A controversial ‘robo-debt’ has been ruled unlawful in the Federal Court because Centrelink could not have been satisfied the debt was correct.
The court decision comes after the Federal Government made significant changes to the debt recovery system, which has used data-matching to land people with debts they do not owe.
Victorian woman Deanna Amato was ordered to pay back $2754 to the Department of Health and Human Services, which runs Centrelink, and her tax return of $1709 was seized.
But when Victorian Legal Aid took her case to the Federal Court, she was paid back the amount taken from her tax return.
Victorian woman Deanna Amato was ordered to pay back $2754 to Centrelink but challenged the bill in court and won after a judge ruled the debt was not reliable (pictured stock image)
It ‘could not have been satisfied that a debt was owed in the amount of the alleged debt’, Justice Jennifer Davies decided in the Federal Court.
The justice decided Ms Amato was also entitled to the interest earned on the money and the government was ordered to pay her legal costs
The government must reimburse her $92.06 and pay her legal fees.
‘I had my money refunded to me, but I hope that others who have paid dodgy debts will also have a way to get their money back,’ Ms Amato said.
‘My robo-debt should never have occurred in the first place.
‘I feel pleased to have gotten this outcome but it’s bittersweet to know so many people have paid money under this system.’
Victorian Legal Aid’s Rowan McRae said the government had conceded the income-averaging process used to calculate the debts was unlawful.
‘Deanna’s case has helped to clarify the unlawfulness of the robo-debt system for hundreds of thousands of Australians in the same situation, who received or paid off a robo-debt based only on averaging,’ Ms McRae said.
‘The orders today confirm that the process used against her was unlawful,’ she said, adding it should ‘never have happened’.

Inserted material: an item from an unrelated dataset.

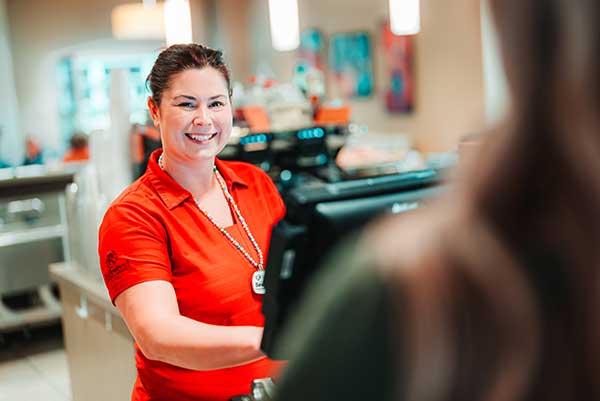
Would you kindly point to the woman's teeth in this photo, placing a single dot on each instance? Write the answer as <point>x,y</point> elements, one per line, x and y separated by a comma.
<point>201,138</point>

Victorian Legal Aid’s Rowan McRae said hundreds of thousands of Australians could be in the same situation, who received or paid off a robo-debt based only on averaging
Ms McRae said the number of people affected by robo-debt was unclear because of a lack of transparency around the way the debts were applied.
On November 19, the Federal Government announced it was winding back the robo-debt scheme, which is also facing a potential class action lawsuit.
The Department of Human Services has told staff to not rely entirely on the robo-debt system and instead undertake further investigations to determine whether people may owe money.
‘The prime minister owes the Australian people an apology for this extraordinary program that – I will say it again – it is extorting money, making false demands of Australian citizens,’ Labor’s shadow attorney-general Mark Dreyfus told ABC News.
Labor says the government should now look at every case where the robo-debt system was used.